It is mentioned in several articles about him. Not much is said except that he went and was enthusiastic about it. I had assumed it was part of the school's Young Gifted and Talented Program, but that is not made explicit in this article at least:
Andrew was smart. He was a member of the Young Gifted and Talented programme, a scheme designed to enhance the educational development of the top 5 percent of schoolchildren. Teachers at McAuley Catholic High School believed he was a shoe-in for Cambridge.
"Andrew was too clever by half," remembers Kevin. "He tended to say little about school, but we remember him coming back from summer school for gifted and talented kids, and he was absolutely enthused about what he had been doing. To be honest, I think Andrew saw school as something you sort of had to do just in order to have choices open to you for adult life."
FROM:
The Strange Disappearance of Andrew Gosden
I'm starting to agree with the person upthread who suggested a possible connection with the summer school program.
When I was a kid, I attended a similar type of program. It involved two rounds of summer school at the end of fifth and sixth grades, along with Wednesday evenings and Saturdays during sixth grade. Programs like those mix up the crowd, exposing you to other kids you probably would've never met because you're not in each other's districts.
I don't know how Andrew's program might've worked, but mine included older kids who had already gone through the program and had been offered to return and work with kids just beginning the program. Of course, to me at the time they looked like adults, but in reality they were probably just five or six years older than I.
Could Andrew's program have had a similar structure, and maybe he connected with one of those older kids? Or with a teacher/mentor? Any one of these could've been a pedophile who knew how to groom him.
If so, this might explain the lack of an online presence because they could've exchanged contact info directly. They could've even arranged to meet up at certain times after his regular school started (through pay phones?), which would explain his sudden desire to "walk" home from school.

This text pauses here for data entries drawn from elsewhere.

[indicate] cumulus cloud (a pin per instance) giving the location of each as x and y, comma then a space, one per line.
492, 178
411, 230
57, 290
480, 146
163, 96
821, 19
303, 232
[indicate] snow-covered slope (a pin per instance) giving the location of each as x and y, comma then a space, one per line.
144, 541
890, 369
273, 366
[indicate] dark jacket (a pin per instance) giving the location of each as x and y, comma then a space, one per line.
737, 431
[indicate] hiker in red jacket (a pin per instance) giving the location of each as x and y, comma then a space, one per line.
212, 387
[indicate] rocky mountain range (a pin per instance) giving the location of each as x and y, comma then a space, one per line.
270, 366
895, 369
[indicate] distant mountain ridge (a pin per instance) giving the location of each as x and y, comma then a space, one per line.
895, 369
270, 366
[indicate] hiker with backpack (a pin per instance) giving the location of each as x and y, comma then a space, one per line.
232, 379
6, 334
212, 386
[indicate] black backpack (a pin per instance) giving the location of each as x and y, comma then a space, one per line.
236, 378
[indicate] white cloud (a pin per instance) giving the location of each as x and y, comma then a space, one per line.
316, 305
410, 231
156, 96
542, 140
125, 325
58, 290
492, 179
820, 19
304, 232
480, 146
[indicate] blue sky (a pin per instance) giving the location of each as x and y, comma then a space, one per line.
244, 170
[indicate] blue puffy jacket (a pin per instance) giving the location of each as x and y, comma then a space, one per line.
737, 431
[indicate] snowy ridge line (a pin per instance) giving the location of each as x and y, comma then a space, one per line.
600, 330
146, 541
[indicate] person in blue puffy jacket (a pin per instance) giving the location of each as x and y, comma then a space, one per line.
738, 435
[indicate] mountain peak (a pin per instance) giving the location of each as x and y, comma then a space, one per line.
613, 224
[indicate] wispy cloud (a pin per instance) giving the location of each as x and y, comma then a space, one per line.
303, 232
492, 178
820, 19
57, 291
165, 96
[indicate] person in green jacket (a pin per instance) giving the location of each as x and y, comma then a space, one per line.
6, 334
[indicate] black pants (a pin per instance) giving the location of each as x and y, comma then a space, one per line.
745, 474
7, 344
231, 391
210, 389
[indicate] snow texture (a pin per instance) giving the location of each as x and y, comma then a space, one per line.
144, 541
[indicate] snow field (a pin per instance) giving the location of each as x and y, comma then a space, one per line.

As for the "walk", I'm sorry, but I don't buy that. If it's true that the distance between his school and home is 5 miles, that's 100 blocks in New York City (where I'm from). I love to walk in the city, but I can't imagine doing that with a backpack full of school books. I think he was using that extra time to meet up with this person.
I do think he had the intention of coming home. I agree that putting the uniform in the laundry was a ruse to buy himself more time in case he was late from his outing. Since he had perfect attendance, would he have known that the school reported an absence directly to his parents?
Just for reference, I discovered that
in 2007, £200 was approximately $400. Even in New York City today, there's plenty you can do with $400 in your pocket, and even more if you know how to be frugal—though I don't know how much more things cost on average in Great Britain than they do here in the U.S.